High schools can usually be sub-classed as general high schools, vocational schools (VoTech schools), and college preparatory high schools (prep schools) and special high schools or alternative high schools. Most high schools are general high schools. These schools offer a wide range of educational opportunities intended for the widest range of students possible. These general population schools offer college preparatory classes for advanced students, general education classes for average students and remedial courses for those who are struggling. Students can "mix and match" course levels according to their own abilities or interests.
In some school districts exceptionally high-performing students are offered enrollment at a district college preparatory high school. Traditionally "prep schools" in North America were usually private institutions, though most medium or large public (state) school districts now offer university-preparatory schools for advanced students.

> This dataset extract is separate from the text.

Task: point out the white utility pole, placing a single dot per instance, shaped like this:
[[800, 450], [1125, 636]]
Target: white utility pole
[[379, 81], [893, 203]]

Public prep schools draw the top students from their district and have strict entrance requirements. All academic classes offered in these schools are classified as honors, International Baccalaureate, or Advanced Placement.
Vocational high schools offer hands-on training to students that prepares them for careers in fields such as information technology, marketing, business, engineering and the medical professions. While some graduates of vocational or career and technical education high schools will go directly into a trade, others will pursue post-secondary education. The Association for Career and Technical Education is the largest national education association dedicated to career and technical education.
Special high schools are catered for students who have special educational needs, e.g. because of learning difficulties or physical disabilities. Some special high schools are offered for students who have major disciplinary or mental health difficulties that make it problematic to educate them in traditional high school settings. Some special high schools are assigned as security risks, where the school houses students who are not yet old enough to legally leave school and are considered a danger to other students or teachers, but have not been convicted of a crime. Some special high schools are dedicated to students with drug or mental health difficulties and have medical and psychological staff on site. A few of these schools include a nursery and a child care staff so that teen parents can finish their education without having to find child care during the school day. Special high schools have their own campus, but sometimes are located in a section or wing of a general high school.
Another recent form of high school that has emerged is the online high school. Stanford University's own Education Program for Gifted Youth recently received a generous donation and used it to create the first truly complete online high school, with an interactive and advanced program for advanced learners.
Middle school in the United States usually begins in late August or early September of each year and ends in late May or early June. During the excess two and a half months, the students are given summer vacation to rest from the school year. In some cases schools use a year round schedule.